I Really Did Truly Believe

I absolutely truly believed "with every fiber of my being". People often try to negate a person's "loss of testimony" by saying that "they never really had a testimony in the first place". They say this because it is less threatening to them. They think to themselves, "I could never fall like that person because my testimony is too strong".
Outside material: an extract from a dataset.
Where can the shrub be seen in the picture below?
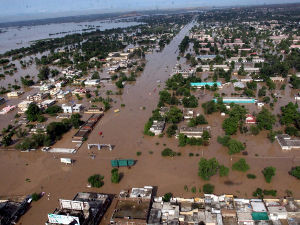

Anyone who ever knew me before my apostasy would have to confess that I really did believe probably more than most members, so if I could come to believe it is all false now, then that should shake them that there really might be something to what I claim to have learned about the Church.

Comments

Bull said…
Right on. That and several other reasons such as sin, offenses, etc. Everything except for what you say it is.
prashant said…
"I could never fall like that person because my testimony is too strong".

Work from home India
nicferg said…
Thanks for this post. When I told my sister I was leaving the church and no longer had a testimony, she said to me, verbatim, that I never had a real testimony. I was hurt and didn't say anything as she continued to lecture me. What she said took away from what for me was a life changing realization. She tried to make it seem like I had not just re-evaluated and uprooted my entire life. If I had never believed, then nothing had changed, and I was just being honest now. That was easier for her to swallow. She also told me this was "satan talking" and that she knew deep down I HAD a testimony still (as part of the same discussion). haha. At the time I was too hurt to laugh. But now, it's just so contradictory, how can you not? For the record, I attended BYU and BYU law school based on how I interpreted a patriarchal blessing, broke up with someone I loved, and married a man that I knew for 3 months based on promptings of the Spirit. Which I totally believed. Luckily, my husband's an awesome guy and we both had our Awakening at the same time and our marriage has worked out. But for the record, I truly, deeply had a testimony. I guess am writing this now because I think I need someone to recognize that. Leaving the church and the loss and betrayal I felt was that much worse when I learned what for me, is the real truth.
Hüffenhardt said…
Thanks for sharing, nicmyers! One of the reasons it is so difficult to no longer believe in Mormonism is because our loved ones who should be supporting us when our world is turned upside down emotionally distance themselves from us because they can't accept the reality of our epiphany.